Des catholiques de Kinshasa ont promis vendredi de marcher dimanche contre le maintien au pouvoir du président Joseph Kabila, au terme d’une prière pour la paix en République démocratique du Congo à l’appel du pape François.
Des centaines de fidèles ont participé à des messes dans des paroisses de la capitale et à d’autres exercices spirituels durant la journée.
Cette journée de prière a lieu à 48 heures de l’organisation d’une troisième marche pacifique prévue dimanche après la messe à l’appel du Comité laïc de coordination (CLC, un collectif proche de l’Église catholique) pour demander au président Kabila de déclarer publiquement qu’il va bien quitter le pouvoir.
Interdites, leurs dernières marches ont été réprimées à balles réelles, faisant une quinzaine de morts d’après l’Église, deux selon les autorités. Le CLC a le soutien de l’épiscopat, qui a demandé aux Congolais de « demeurer debout et vigilants ».
Dans la soirée, des groupes composés essentiellement de jeunes gens se sont constitués dans la paroisse Saint François de Sales de Kintambo (centre), où une aspirante à la vie religieuse de 24 ans, Thérèse Kapangala, avait été tuée par balles lors d’une précédente marche.
« Nous réfléchissons avec nos prêtres sur la meilleure stratégie pour encadrer la marche et mettre hors d’état de nuire des infiltrés », explique à l’AFP Eddy, un étudiant en droit « requinqué » par la prière de la journée.
A la paroisse Saint Michel dans la commune voisine de Bandalungwa, c’est une ambiance similaire qui régnait après le chemin de croix qui a clôturé la journée.
« Nous marcherons. Il n’y a aucun doute.
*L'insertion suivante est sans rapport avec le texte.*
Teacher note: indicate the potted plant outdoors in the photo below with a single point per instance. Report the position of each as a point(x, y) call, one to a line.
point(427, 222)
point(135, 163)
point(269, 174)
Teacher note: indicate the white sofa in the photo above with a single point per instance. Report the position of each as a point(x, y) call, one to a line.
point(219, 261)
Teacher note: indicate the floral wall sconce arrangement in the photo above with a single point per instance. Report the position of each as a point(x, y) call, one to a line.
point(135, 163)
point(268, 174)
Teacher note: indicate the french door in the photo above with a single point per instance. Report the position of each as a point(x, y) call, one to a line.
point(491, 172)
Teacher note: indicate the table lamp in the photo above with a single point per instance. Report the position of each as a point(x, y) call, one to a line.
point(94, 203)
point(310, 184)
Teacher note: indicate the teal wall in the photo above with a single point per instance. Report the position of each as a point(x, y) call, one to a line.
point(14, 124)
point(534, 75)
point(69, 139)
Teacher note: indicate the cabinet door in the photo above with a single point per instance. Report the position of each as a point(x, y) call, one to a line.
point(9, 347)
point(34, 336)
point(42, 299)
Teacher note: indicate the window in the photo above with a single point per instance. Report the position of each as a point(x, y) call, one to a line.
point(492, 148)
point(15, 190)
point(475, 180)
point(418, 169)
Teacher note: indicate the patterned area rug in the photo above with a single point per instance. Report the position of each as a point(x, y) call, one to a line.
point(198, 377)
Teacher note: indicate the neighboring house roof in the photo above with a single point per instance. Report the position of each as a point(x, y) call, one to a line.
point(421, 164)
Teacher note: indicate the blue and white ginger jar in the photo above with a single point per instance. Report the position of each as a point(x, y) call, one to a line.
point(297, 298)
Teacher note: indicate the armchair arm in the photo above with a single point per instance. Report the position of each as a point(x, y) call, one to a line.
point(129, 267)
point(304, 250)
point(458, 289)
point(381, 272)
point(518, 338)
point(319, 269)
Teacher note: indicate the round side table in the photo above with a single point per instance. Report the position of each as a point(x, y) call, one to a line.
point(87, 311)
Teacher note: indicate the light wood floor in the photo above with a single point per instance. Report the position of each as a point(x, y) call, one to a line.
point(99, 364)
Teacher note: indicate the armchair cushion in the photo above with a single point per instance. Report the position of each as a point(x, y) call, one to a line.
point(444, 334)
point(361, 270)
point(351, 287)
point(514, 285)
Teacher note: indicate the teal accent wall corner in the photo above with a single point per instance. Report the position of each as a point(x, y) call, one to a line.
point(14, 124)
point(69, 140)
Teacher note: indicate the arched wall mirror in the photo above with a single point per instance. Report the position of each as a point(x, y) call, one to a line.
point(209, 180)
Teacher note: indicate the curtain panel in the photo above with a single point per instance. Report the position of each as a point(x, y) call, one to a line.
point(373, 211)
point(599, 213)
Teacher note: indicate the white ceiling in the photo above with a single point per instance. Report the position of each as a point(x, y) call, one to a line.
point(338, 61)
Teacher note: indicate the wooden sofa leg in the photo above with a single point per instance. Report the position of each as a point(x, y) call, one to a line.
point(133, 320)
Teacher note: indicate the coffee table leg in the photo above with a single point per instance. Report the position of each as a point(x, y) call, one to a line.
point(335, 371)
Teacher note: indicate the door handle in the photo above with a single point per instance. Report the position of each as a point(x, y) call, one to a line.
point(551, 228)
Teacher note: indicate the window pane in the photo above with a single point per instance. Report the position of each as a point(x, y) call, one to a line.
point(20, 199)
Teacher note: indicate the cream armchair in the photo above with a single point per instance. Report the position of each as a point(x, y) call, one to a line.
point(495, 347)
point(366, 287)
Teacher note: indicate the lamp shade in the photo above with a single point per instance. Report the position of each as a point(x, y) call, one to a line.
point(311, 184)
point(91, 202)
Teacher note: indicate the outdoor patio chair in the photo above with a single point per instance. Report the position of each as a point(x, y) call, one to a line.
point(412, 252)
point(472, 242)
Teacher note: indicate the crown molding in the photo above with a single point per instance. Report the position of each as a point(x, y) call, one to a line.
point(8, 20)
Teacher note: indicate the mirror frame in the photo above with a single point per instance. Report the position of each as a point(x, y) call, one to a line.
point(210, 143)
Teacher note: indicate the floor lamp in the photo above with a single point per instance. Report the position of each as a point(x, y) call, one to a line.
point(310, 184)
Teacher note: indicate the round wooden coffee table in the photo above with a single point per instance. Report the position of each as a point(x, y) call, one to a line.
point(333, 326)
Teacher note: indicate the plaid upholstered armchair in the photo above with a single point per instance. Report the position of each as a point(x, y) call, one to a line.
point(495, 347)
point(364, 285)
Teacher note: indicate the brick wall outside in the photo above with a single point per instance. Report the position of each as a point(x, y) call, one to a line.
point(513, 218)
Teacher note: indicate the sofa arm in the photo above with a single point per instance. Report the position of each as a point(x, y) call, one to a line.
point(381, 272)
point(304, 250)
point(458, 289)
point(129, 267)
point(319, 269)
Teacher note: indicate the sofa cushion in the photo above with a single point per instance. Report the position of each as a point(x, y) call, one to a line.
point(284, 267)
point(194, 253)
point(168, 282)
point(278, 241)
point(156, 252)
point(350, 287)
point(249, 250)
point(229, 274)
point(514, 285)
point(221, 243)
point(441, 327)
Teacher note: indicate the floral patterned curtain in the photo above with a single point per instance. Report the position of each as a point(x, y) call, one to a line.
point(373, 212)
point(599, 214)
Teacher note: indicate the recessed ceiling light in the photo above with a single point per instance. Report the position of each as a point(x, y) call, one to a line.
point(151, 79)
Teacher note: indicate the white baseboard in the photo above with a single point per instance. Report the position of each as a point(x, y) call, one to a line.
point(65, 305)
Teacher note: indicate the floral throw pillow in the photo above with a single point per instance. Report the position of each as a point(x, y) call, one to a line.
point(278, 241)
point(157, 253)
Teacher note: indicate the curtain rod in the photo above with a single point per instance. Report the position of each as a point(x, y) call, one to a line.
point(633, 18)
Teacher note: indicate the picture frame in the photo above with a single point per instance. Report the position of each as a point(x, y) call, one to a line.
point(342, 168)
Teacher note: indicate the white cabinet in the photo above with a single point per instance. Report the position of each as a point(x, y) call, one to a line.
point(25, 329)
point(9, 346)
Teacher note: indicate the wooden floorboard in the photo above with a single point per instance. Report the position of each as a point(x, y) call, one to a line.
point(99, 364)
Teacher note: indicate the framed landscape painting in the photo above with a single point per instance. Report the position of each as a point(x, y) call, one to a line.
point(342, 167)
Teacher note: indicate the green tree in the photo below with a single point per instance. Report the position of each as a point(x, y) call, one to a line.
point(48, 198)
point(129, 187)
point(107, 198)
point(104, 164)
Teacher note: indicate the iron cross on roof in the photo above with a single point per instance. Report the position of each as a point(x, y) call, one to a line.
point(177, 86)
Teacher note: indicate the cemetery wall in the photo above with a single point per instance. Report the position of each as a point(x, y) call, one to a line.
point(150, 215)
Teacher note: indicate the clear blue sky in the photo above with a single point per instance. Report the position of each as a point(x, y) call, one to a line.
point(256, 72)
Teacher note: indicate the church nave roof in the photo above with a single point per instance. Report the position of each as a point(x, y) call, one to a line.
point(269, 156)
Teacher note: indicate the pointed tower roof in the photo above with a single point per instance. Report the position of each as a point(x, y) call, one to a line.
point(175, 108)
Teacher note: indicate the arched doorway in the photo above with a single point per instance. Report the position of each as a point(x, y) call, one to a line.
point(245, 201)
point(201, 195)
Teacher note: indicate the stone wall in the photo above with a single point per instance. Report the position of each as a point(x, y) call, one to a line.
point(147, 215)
Si le président Kabila et les autorités ont réellement la volonté de respecter la Constitution, nous marcherons sans incident », a confié à l’AFP Feudor Luyindula, un jeune homme d’une trentaine d’années.
Le Comité laïc de coordination a informé le gouverneur de la ville de Kinshasa de l’organisation de cette marche dans une lettre datée du 20 février.
« Le dimanche 25 février, les chrétiens de la ville de Kinshasa marcheront pacifiquement à partir des différentes paroisses afin de dire non à la dictature, obstacle majeur à l’organisation des élections libres, transparentes, crédibles et apaisées », selon ce courrier consulté par l’AFP.
Vendredi, cette marche n’était « ni autorisée, ni interdite » par les autorités de Kinshasa.
– ‘Réponse mystique ‘ –
Deux responsables de société de téléphonie mobile ont affirmé vendredi à l’AFP avoir été « convoqués » samedi « à 09H00 (08H00 GMT) au Fleuve Congo hôtel » par le nouveau conseiller spécial du chef de l’État en matière de sécurité, Jean Mbuyu, « pour une séance de travail », sans plus de détails.
Interrogées par l’AFP, les sources de la présidence se sont refusées à tout commentaire.
Lors des précédentes marches similaires, les autorités avaient coupé l’internet la veille avant de le rétablir quelques jours plus tard, suscitant des protestations des usagers et de la communauté internationale.
Dans une déclaration conjointe, l’Union européenne, les États-Unis, la Suisse et le Canada ont appelé « tous les acteurs congolais à s’abstenir de toute violence, et à assurer un déroulement pacifique des manifestations ».
« Lorsque nous marcherons dimanche, nous ne serons pas seuls. Le pape sera avec nous en esprit. Il nous soutient. C’est bon de le savoir puisque ça motive davantage », a témoigné Gisèle Mukadi, une mère de trois enfants.
L’église catholique congolaise est à couteaux tirés avec le pouvoir de Kinshasa depuis la première marche du CLC le 31 décembre 2017.
Les cloches sonnent chaque jeudi de 21H00 à 21H15 dans les paroisses afin de demander le respect d’un accord politique conclu le 31 décembre 2016 sous l’égide de l’épiscopat. Celui-ci prévoyait des élections en décembre 2107 après l’expiration du second mandat du président Kabila fin 2016. Des élections sont maintenant prévues le 23 décembre 2018.
Pour Luc Kabaidi, vendeur dans un magasin tenu par des Indo-Pakistanais, les catholiques vont donner « une réponse mystique à la crise artificiellement créée au Congo ».
En début de semaine, l’épiscopat avait demandé aux autorités d' »annuler » les interdictions de marches ainsi que « les poursuites et les menaces à l’endroit des organisateurs » de ces manifestations.
L’opposition et la société civile soutiennent l’organisation de cette marche.